Personal information
- Full name: Jyoti Prasad Yadav
- Born: 26 September 1977 (age 48) Allahabad, Uttar Pradesh, India
- Batting: Left-handed
- Bowling: Slow left-arm orthodox
- Role: Batsman

Domestic team information
- 1994–2006: Uttar Pradesh

Career statistics
| Competition | First-class | List A |
| Matches | 93 | 70 |
| Runs scored | 4,831 | 2,214 |
| Batting average | 35.00 | 36.90 |
| 100s/50s | 9/28 | 3/16 |
| Top score | 146 | 122* |
| Balls bowled | 650 | 686 |
| Wickets | 11 | 27 |
| Bowling average | 32.81 | 22.03 |
| 5 wickets in innings | 0 | 0 |
| 10 wickets in match | 0 | 0 |
| Best bowling | 3/11 | 4/53 |
| Catches/stumpings | 51/0 | 25/0 |
- Source: ESPNcricinfo, 24 March 2013

= Jyoti Yadav =

Indian cricketer (born 1977)

Jyoti Prasad Yadav (born 26 September 1977) is an Indian first class cricketer from Allahabad. A left-handed middle order batsman, Yadav plays for and captains Uttar Pradesh. He made his first class debut in 1994/95 playing for Uttar Pradesh against Kerala in the KD Singh Babu Stadium, Lucknow. He made his First Class limited overs début playing for Uttar Pradesh against Haryana in the LB Stadium in Hyderabad in 1994/95. He was selected in the Indian squad for the Sahara Cup in Canada in September 1998.

In 1998 Jyoti Yadav got "Castrol Young Cricketer of the Year" award with Sachin Tendulkar who got senior cricketer of the year award. He was the first cricketer from Uttar Pradesh to get this award.

In Duleep Trophy debut in 1996, against East Zone, he scored 146 not out.

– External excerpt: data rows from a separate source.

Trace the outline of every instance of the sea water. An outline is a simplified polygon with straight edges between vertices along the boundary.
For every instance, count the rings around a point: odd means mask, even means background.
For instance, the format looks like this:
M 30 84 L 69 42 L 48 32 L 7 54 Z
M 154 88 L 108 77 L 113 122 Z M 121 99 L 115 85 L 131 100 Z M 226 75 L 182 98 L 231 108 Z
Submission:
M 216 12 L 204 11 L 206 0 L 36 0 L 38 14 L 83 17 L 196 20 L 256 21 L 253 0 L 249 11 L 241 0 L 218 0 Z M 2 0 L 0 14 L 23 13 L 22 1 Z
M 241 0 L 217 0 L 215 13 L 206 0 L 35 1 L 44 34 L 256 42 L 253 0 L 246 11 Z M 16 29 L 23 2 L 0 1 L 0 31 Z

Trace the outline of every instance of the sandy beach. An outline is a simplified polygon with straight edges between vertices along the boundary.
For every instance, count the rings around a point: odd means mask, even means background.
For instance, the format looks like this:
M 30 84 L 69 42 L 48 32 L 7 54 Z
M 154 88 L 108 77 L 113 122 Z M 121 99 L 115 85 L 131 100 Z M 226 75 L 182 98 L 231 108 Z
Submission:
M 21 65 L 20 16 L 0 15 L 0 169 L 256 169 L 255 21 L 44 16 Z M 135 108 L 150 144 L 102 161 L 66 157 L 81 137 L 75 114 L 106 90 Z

He was also captain U-19 India against Sri Lanka. Also, Ranji Trophy UP Captain 2002–2007. India U-19 vice captain against South Africa in home series. In 1994, went to England as vice captain of India U-17.

From 1996 onwards played Duleep Trophy and Deodhar Trophy regularly and was captain also.

He also led to the winning of Uttar Pradesh against Rest of India as a captain.

He got selected India A against Holland and got two consecutive centuries. Also got selected in Indian cricket team against Kenya Bangladesh under the captaincy of Mohd Azharuddin.

Got selected in Indian U-16 against New Zealand senior team and was the highest scorer.

He played England County League from 2002 to 2006 from Yorkshire club etc.

Later on decided to leave cricket and join politics to serve the people and contribute towards society in a meaningful way.

He contested For Uttar Pradesh Legislative Assembly elections from Allahabad West constituency in 2012 on the ticket of Samajwadi Party.